What they specialise in
R-I PEERS (2018–2022) focused directly on gender content mainstreaming and improving gender balance in research organisations, with ANPR as a funded participant.
FASTER addressed farmers' adaptation and sustainability in Tunisia through research excellence, covering climate change, land and water management, and forest planning.
Both projects are Coordination and Support Actions (CSA), which points to ANPR's role in policy alignment, institutional change, and research governance rather than lab-based research.

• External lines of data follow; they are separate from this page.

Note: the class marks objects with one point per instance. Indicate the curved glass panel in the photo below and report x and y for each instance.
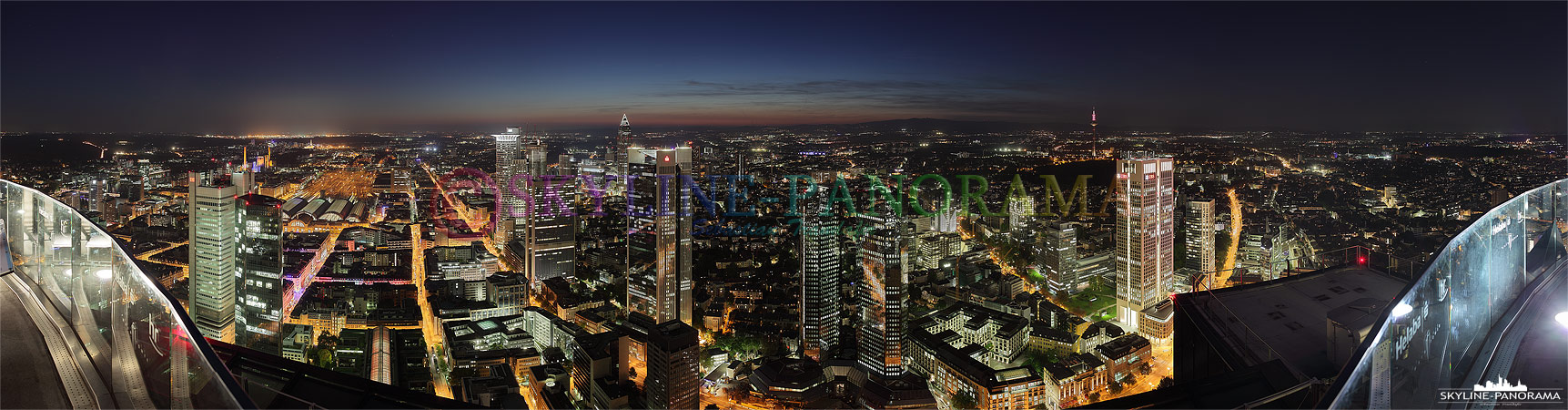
(137, 340)
(1457, 302)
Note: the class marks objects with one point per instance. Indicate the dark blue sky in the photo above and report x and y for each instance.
(254, 68)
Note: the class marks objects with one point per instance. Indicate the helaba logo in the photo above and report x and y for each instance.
(1502, 392)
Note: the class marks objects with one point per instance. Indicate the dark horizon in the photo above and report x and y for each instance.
(329, 68)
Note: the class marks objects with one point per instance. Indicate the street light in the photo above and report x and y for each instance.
(1403, 308)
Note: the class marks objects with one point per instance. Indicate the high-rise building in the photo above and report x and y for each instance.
(531, 206)
(511, 170)
(260, 288)
(214, 217)
(1058, 258)
(665, 360)
(883, 261)
(1019, 210)
(659, 234)
(1199, 227)
(946, 220)
(1145, 236)
(615, 154)
(820, 277)
(549, 231)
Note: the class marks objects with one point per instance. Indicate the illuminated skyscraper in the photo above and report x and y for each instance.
(615, 156)
(1145, 236)
(260, 288)
(1058, 258)
(511, 170)
(1019, 210)
(883, 291)
(1199, 227)
(659, 234)
(212, 253)
(820, 277)
(549, 233)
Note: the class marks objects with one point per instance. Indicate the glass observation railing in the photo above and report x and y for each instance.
(1433, 335)
(138, 342)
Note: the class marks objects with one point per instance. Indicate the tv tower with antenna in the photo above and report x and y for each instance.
(1093, 130)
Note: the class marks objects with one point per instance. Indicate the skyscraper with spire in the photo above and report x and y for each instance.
(659, 234)
(1145, 238)
(820, 279)
(1093, 130)
(510, 201)
(883, 256)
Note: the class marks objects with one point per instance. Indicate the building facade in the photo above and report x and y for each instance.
(260, 288)
(1199, 227)
(659, 234)
(214, 238)
(883, 286)
(1145, 234)
(1058, 258)
(820, 279)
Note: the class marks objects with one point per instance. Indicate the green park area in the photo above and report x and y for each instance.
(1095, 302)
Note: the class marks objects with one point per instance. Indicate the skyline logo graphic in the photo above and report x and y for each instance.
(1502, 392)
(1501, 385)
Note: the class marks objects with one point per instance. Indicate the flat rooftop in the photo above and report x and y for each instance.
(1284, 318)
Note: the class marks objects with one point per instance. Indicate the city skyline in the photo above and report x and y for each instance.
(756, 205)
(229, 68)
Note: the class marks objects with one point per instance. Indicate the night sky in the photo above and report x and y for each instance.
(262, 68)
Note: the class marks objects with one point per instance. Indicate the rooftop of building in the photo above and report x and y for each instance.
(1283, 318)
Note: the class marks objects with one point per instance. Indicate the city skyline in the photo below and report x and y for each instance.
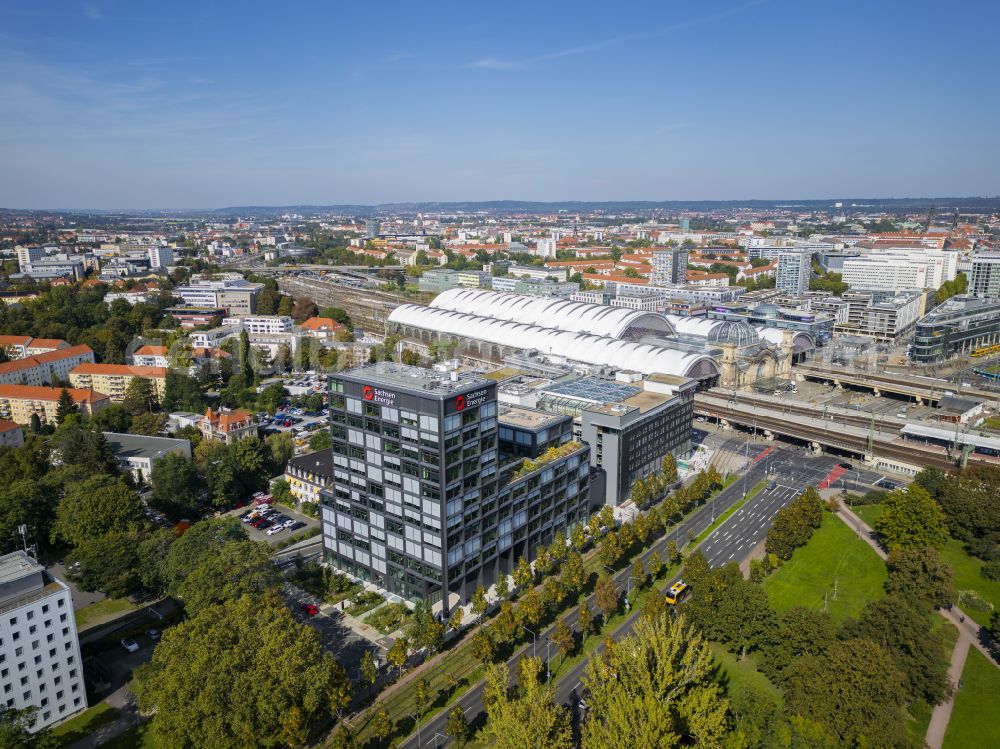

How they've shifted over time
Both H2020 projects launched in 2018, so there is no true multi-year trajectory to trace — the apparent keyword shift reflects two parallel work streams rather than a sequential evolution. The earlier-logged project (R-I PEERS) addressed internal institutional reform — gender equity structures within research organisations. The second project (FASTER) turned outward toward applied rural challenges: climate adaptation, land and water management, and building research excellence to serve Tunisian farmers. Taken together, the profile suggests an agency simultaneously working on how science is organized internally and how it connects with real-world environmental and agricultural pressures — a dual reform-and-application mandate rather than a linear evolution.
ANPR's engagement with climate-linked rural challenges (FASTER) suggests potential interest in future Mediterranean sustainability or food-systems consortia, particularly those requiring Tunisian national-level institutional access or policy anchoring.
How they like to work
ANPR has never held a coordinator role in H2020 — they join as participant or third party, reflecting their function as an enabling institution rather than a research executor. With 17 unique partners across 10 countries from just 2 projects, their consortia are notably broad, suggesting they are brought in specifically for their national reach and institutional authority rather than for specialist technical capacity. Partners seeking access to Tunisian research networks, government alignment, or national policy leverage will find ANPR a valuable but supporting cast member, not a project driver.
Despite only 2 projects, ANPR has connected with 17 distinct consortium partners across 10 countries — an unusually wide network for such a small H2020 footprint, reflecting the multi-partner structure of CSA-type projects. Their reach spans European and North African partners, consistent with their role as Tunisia's primary national research promotion interface.
What sets them apart
ANPR is Tunisia's official national research promotion agency — the single institution with a government mandate to advance and internationalise Tunisian science. For any EU consortium that needs a credible, policy-connected entry point into the Tunisian research system (universities, public institutes, rural extension networks), ANPR provides legitimacy that no private or academic partner can replicate. Their dual track in gender equity reform and agricultural sustainability also makes them relevant to Horizon Europe calls combining research excellence with societal transformation in Mediterranean or developing-country contexts.
Highlights from their portfolio
- R-I PEERSThe only directly funded H2020 project (EUR 113,750), addressing structural gender reform inside research institutions — a rare policy-change role for a national agency that typically operates in a facilitative capacity.
- FASTERA Tunisia-focused agricultural resilience project where ANPR served as third party, demonstrating their ability to anchor EU-funded research in Tunisian rural and environmental policy contexts without requiring direct EC funding.